The ironic title of the study was “They Saw a Game,” but of course, they, the fans of Princeton and Dartmouth, did not see one game but two. In a survey of students a week after the game, 69 percent of Princeton students saw the game as “rough and dirty” against only 24 percent of Dartmouth students. Nearly 90 percent of Princeton students saw Dartmouth as the team that started the rough play, but less than 40 percent of Dartmouth students agreed.
You can see where this is going. You’ve probably seen such a game. The authors of the study, psychologists Albert Hastorf and Hadley Cantril, concluded: “… the data here indicate that there is no such ‘thing’ as a ‘game’ existing ‘out there’ in its own right which people merely ‘observe.’ The ‘thing’ simply is not the same for different people whether the ‘thing’ is a football game, a presidential candidate, Communism, or spinach. We behave according to what we bring to the occasion.”
“We behave according to what we bring to the occasion.” Here lies the beginning of wisdom for us today when it comes to understanding each other’s differences. Looking back to 1910, what did those worshippers take with them into their services where they sang, “Open my eyes that I may see?” And what about those lynch mobs? What did they take with them into their vigilante killings?
Unlike the Princeton and Dartmouth fans, the worshippers and the vigilantes saw one game, not two; they saw the same game: maintain the social order and punish those who challenge it. That’s what each group, in its own way, brought to their respective occasions. It was their shared understanding. There was no need to talk about it.
Over a century has passed, however, and those two views, of community life on the one hand and Christianity on the other, no longer live in harmony.
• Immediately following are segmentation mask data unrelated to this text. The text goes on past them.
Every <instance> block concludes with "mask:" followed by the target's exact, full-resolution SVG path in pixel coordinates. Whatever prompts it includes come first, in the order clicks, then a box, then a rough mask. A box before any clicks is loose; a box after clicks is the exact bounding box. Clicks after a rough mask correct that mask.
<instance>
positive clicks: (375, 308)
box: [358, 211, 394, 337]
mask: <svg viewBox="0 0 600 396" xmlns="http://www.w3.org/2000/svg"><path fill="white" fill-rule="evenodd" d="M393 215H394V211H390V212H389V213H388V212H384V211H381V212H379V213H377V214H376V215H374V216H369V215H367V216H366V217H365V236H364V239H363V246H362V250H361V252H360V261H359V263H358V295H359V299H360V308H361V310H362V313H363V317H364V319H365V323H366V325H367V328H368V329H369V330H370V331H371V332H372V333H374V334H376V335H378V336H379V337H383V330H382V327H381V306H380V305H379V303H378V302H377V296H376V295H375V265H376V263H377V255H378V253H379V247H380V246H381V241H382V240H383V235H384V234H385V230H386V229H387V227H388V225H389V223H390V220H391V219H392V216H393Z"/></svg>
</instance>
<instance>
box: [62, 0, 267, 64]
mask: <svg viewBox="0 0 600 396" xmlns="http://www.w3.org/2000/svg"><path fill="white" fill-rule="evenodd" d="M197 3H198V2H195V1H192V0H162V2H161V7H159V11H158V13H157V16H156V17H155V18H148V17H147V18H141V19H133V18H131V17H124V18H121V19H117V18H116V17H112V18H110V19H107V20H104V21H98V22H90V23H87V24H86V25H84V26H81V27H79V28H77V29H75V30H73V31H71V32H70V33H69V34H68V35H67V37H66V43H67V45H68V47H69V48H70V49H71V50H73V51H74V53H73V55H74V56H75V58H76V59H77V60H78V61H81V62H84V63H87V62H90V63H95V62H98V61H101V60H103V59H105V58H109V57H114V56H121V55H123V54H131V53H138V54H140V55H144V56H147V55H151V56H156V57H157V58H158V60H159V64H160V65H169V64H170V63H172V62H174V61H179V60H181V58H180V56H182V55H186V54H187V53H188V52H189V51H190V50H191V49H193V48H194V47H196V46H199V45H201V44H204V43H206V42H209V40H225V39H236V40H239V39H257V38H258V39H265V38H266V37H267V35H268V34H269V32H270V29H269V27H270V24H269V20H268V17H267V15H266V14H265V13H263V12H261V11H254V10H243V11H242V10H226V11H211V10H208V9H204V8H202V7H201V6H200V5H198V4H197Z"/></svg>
It is out of fashion to justify white supremacy with Biblical passages and domestic terrorist tactics such as lynchings.
Today, the irony is clear – the irony of a faith tradition modeled on the life of Jesus of Nazareth claiming also to support chattel slavery and Jim Crow apartheid. The shared understanding of a hundred years ago has been shredded. Eyes have been opened, as the hymn says. Now it is actually possible to explore “what we bring to the occasion” as we struggle to converse across racial, political and religious boundaries.
Silence is easy (and so is shouting), but learning “what we bring to the occasion,” when we’re talking across those guarded boundaries, is not easy. But it’s a good place to start. After all, too many people being satisfied with silence is what got us where we are today.
Dick Conville is a longtime resident of Hattiesburg and a retired college professor.